First Aid Treatments for the dog’s laceration
The need to have the contact numbers of the vet in a conspicuous place cannot be stressed enough. Dogs are always injured because these are very energetic animals. A dog that comes home one day with an injury would not really be surprising to an owner. Abrasions, deep gashes, cuts and lacerations are common injuries of dogs. Dogs usually get these injuries from fighting with other dogs or from rummaging in trash cans. The fur of the dog protects the skin but a broken glass, a barbed wire or a jagged tin would still cause lacerations. Dogs love tormenting cats and one that is chasing a cat may rush into a glassed off window.
Because of the active lifestyle it is common for dogs to get lacerated. This injury is typified by the irregular or jagged tearing of the dog’s tissues. Although there are minor lacerations, this type of injury is commonly deep to be able to go through the thickness of the skin to damage the tissues and the structures under the skin. Lacerations commonly tear the muscles and cut tendons and blood vessels. Because of the damage to the tissues and blood vessels, lacerations can be life threatening if treatment is not promptly given to the pet.
A dog owner’s instinct upon seeing the injured pet is to examine the extent of the injury. However, caution must be exercised as dogs in pain may show an aggressive behavior. It would be a good idea to muzzle the dog or to ask another person to restrain the pet. Because lacerations would bleed, it would be easy to figure out the location of the dog’s injuries.

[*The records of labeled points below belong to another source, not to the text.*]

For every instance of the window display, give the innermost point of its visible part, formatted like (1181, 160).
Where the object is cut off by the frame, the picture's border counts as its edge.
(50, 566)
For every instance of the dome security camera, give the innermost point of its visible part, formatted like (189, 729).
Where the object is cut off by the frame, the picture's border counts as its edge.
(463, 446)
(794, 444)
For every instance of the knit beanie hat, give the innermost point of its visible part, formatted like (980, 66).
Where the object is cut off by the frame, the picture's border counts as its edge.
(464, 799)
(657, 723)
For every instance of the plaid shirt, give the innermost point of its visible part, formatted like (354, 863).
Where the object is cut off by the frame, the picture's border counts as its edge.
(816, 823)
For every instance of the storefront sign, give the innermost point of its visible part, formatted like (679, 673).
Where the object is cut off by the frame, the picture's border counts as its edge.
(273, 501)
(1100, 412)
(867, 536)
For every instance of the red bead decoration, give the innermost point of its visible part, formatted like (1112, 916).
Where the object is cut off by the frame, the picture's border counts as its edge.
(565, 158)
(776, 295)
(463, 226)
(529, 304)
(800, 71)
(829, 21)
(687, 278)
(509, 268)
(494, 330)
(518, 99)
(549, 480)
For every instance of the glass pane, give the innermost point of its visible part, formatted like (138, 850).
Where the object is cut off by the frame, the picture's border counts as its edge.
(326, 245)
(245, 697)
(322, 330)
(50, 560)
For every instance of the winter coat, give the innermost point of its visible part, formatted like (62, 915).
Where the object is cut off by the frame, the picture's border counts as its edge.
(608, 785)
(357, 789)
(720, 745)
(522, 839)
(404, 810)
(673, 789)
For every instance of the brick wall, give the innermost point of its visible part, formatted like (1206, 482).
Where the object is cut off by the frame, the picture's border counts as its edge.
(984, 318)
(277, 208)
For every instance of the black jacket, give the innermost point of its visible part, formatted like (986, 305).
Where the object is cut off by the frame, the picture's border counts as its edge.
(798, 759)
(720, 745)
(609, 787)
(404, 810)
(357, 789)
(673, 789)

Minor laceration can be treated at home especially if the dog owner is competent in administering first aid. A vet’s attention will be necessary for serious lacerations as suturing the wound may be necessary. For lacerations that bleed heavily, first aid measures that would control the bleeding must be applied as the dog can go into shock because of blood loss. Bleeding can be controlled by using a clean cloth or a bandaging material to directly apply pressure to the wound.
Minor lacerations can be managed at home with the use of the first aid kit. After the bleeding was controlled, the laceration must be flushed with lukewarm water to remove any debris. With this first aid method, the risk of infection will be minimized and the owner can evaluate the extent of the dog’s injuries. Cover the wound with sterile bandage to prevent dirt from contaminating the wound.